Würd mich über ein paar Erfahrungsberichte freuen wie das bei euch so läuft bzw wie ihr aufteilt

Kommentare

  • Du bist eigentlich noch im Wochenbett und er sollte dir alles abnehmen was geht 😮
    Naomi_LaLumieremelly210keaSternchen0212
  • Komplett, bist du wahnsinnig so viel zu tun?
    Da solltest ein ernstes Wörtchen mit deinem Partner reden.
    LaLumiere
  • Egal was wer wie wann macht, es geht hier nur um deine individuelle Situation und um DEINE Grenzen, die du und dein Partner hier überschreiten.
    Red mit ihm!
    LaLumiere
  • Rede unbedingt mit ihm... du machst viel zu viel.
    Bei uns ist es super aufgeteilt. Das, was ich nicht gern mach, macht er gern und umgekehrt, so schmeißen wir zusammen den Haushalt
    LaLumiere
  • Kann mich den anderen nur anschließen, rede bitte mit ihm.
    Ganz am Anfang hat mein Mann viel mehr gemacht im HH und oft auch den Kleinen abgenommen zum Schunkeln da ich gefühlt den ganzen Tag gestillt habe und ich froh war wenn ich mal aufs WC komme. Eine 10 Minütige Dusche war wie ein Wellnessurlaub und alleine Einkaufen zu gehen wie eine Fernreise. 😜😂

    Minichef ist nun 5 Jahre wir teilen uns den HH, gehen beide Arbeiten und ich bin wieder in freudiger Erwartung. Der jenige der Zeit hat und "etwas" sieht oder anfällt macht es, meistens sofort. Daher fällt bei uns auch nie viel auf einmal an. Außer die Wäsche. 🙄😉

    Bitte, bitte kümmer dich um dich und nimm dich wichtig! Klar ist arbeiten gehen anstrengend aber ehrlich, kein Vergleich zu 24/7 Kinderbetreuung ohne durchschlafen zu können. Du darfst ruhig egoistischer sein. 😊
  • Ich kann mich noch erinnern, dass mir meiner im Wochenbett sehr viel geholfen hat. Rede mit deinem Partner. Zumindest die ersten paar Wochen sollte er dir stark unter die arme greifen!

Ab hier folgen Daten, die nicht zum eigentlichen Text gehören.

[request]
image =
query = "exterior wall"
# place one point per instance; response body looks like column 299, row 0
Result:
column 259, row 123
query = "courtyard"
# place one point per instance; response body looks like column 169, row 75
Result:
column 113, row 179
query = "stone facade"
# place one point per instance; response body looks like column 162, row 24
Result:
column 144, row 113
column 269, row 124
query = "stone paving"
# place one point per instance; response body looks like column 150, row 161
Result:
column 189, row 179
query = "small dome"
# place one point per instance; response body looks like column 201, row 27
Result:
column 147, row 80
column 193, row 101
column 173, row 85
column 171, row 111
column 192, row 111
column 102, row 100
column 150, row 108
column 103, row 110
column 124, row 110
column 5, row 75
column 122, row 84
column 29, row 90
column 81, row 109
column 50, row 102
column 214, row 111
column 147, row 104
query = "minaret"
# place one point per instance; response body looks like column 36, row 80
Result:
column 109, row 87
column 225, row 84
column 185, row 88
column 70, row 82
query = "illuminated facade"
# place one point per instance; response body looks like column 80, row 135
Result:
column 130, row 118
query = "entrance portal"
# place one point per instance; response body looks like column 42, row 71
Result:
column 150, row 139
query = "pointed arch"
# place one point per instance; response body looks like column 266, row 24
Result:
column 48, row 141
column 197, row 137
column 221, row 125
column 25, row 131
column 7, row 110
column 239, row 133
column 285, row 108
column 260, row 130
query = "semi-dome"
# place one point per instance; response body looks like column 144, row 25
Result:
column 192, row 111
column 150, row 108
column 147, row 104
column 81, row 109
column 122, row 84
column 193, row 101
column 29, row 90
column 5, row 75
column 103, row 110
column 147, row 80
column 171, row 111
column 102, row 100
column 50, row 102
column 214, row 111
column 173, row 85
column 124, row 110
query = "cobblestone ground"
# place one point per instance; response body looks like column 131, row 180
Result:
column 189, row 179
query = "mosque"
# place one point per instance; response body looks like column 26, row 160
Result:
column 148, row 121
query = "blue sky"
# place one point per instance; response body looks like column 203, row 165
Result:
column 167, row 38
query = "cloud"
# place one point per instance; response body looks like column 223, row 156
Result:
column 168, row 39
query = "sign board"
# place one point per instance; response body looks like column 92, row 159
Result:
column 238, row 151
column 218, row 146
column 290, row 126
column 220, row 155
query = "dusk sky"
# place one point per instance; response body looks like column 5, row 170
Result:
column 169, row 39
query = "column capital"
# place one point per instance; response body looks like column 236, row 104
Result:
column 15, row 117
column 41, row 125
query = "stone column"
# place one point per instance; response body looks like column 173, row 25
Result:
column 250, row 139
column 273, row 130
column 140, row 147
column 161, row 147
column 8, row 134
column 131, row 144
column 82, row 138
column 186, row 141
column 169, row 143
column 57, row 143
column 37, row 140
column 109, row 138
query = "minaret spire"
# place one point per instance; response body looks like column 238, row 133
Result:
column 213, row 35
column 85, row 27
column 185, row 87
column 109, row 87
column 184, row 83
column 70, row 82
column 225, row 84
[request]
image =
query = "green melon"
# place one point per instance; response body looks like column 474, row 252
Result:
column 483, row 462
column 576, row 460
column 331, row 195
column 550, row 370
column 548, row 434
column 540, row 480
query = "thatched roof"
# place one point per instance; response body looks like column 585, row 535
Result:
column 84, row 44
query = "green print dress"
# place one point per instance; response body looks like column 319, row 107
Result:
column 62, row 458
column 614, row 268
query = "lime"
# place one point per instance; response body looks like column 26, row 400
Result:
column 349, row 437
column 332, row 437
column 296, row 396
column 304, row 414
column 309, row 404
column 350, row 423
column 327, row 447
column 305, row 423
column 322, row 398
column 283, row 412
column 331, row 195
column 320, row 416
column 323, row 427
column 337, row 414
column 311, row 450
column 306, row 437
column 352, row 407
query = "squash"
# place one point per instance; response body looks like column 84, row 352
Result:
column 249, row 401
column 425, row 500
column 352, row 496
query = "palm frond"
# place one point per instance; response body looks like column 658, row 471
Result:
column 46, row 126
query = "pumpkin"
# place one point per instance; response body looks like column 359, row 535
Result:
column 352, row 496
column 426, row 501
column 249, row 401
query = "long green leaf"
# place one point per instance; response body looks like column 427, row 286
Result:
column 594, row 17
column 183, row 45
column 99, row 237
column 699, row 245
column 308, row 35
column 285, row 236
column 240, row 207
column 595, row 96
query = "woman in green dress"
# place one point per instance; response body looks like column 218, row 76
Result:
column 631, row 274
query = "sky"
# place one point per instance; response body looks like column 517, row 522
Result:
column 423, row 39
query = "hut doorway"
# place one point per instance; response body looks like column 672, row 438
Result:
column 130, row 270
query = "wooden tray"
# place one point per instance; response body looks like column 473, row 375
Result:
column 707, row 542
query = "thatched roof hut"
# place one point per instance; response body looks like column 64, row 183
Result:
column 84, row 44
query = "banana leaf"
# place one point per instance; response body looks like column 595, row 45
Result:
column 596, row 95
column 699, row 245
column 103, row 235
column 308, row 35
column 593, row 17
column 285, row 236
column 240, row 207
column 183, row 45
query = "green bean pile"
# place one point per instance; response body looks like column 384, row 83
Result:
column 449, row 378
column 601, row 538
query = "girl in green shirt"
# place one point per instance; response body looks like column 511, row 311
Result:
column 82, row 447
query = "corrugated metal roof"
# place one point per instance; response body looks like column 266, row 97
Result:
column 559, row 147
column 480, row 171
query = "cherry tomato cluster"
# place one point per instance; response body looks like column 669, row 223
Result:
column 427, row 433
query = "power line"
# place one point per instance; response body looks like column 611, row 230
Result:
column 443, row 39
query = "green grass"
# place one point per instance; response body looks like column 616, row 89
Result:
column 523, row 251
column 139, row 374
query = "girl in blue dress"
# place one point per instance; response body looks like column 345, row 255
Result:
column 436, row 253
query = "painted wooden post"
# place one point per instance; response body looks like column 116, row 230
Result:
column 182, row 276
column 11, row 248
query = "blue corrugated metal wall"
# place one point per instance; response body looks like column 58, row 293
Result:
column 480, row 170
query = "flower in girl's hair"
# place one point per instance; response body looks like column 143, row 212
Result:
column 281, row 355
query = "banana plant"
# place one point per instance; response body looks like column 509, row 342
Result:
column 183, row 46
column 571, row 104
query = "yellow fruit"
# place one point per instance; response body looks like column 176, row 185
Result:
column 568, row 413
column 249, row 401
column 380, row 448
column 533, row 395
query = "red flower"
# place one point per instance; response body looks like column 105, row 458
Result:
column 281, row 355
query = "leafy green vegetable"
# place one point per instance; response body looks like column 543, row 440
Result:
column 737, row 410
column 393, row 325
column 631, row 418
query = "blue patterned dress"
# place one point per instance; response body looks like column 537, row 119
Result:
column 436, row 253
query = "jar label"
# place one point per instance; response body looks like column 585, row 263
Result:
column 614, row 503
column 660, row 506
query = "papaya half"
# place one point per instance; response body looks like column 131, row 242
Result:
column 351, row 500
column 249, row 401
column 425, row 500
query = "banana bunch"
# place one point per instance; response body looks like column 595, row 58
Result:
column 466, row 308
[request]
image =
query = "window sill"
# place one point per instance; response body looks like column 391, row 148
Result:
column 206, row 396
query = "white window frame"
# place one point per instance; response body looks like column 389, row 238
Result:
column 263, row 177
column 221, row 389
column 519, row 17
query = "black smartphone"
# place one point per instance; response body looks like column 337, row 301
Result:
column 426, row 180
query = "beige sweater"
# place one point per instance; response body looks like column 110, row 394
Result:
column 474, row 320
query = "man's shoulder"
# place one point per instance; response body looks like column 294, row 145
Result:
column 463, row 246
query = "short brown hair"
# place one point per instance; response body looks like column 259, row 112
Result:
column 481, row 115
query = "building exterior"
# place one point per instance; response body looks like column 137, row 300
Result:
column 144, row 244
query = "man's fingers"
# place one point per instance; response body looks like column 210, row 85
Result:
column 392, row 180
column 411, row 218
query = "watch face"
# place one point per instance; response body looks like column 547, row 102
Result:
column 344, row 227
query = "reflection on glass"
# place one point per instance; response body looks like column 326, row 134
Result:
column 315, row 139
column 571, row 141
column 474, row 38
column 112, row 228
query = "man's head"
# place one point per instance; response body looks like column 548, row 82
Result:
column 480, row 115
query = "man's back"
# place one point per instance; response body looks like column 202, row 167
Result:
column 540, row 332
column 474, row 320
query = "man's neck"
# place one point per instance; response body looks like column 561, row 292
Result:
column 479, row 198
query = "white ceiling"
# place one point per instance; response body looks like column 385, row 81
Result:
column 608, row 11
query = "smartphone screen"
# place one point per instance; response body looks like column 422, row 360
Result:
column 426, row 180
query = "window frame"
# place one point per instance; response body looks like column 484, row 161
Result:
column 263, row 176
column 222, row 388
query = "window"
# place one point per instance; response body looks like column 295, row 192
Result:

    Mittlerweile ist es meist bei uns jetzt aber auch so, dass er halt arbeiten geht (schichtdienst) und ich Haushalt und Baby mache, wenn er nicht da ist. Ab und zu fragt er mal, ob er mir im Haushalt was helfen kann. Bleibt aber das meiste trotzdem an mir hängen. Und den kleinen, der jetzt bald 9 Monate alt wird, nimmt er mir öfter mal ab wenn er Zuhause ist. Damit ich in Ruhe kochen, essen, was auch immer kann. Er legt ihn oft schlafen oder macht mal ein paar Nächte (unser kleiner bekommt aber die Flasche, da ist das natürlich einfacher ).
    Aufstehen morgens mit dem kleinen tu eigentlich immer ich, er schläft dann manchmal fast bis zu Mittag, was mich auch sehr stört. Jedes Gespräch darüber endet dann auch meist in einer Diskussion oder einem Streit. Mittlerweile hab ichs aufgegeben, zu versuchen, mit ihm darüber zu sprechen. Auch wünsche ich mir mehr Unterstützung im Haushalt an den Tagen wo er Zuhause ist. Ebenfalls Diskussionen und Streit. Das mit dem Haushalt stört mich aber gar nicht so, weil ich lernen musste, dass mit Baby einfach einiges liegen bleibt und auch liegen bleiben darf. Stört es ihn, Wenn's mal ein bisschen ausschaut, weiss er wo Lappen und Besen sind.
    Dafür ist er sehr viel für den kleinen da, wenn er nicht arbeiten ist und Zuhause nix zu tun hat. Für diese Unterstützung bin ich ihm sehr dankbar !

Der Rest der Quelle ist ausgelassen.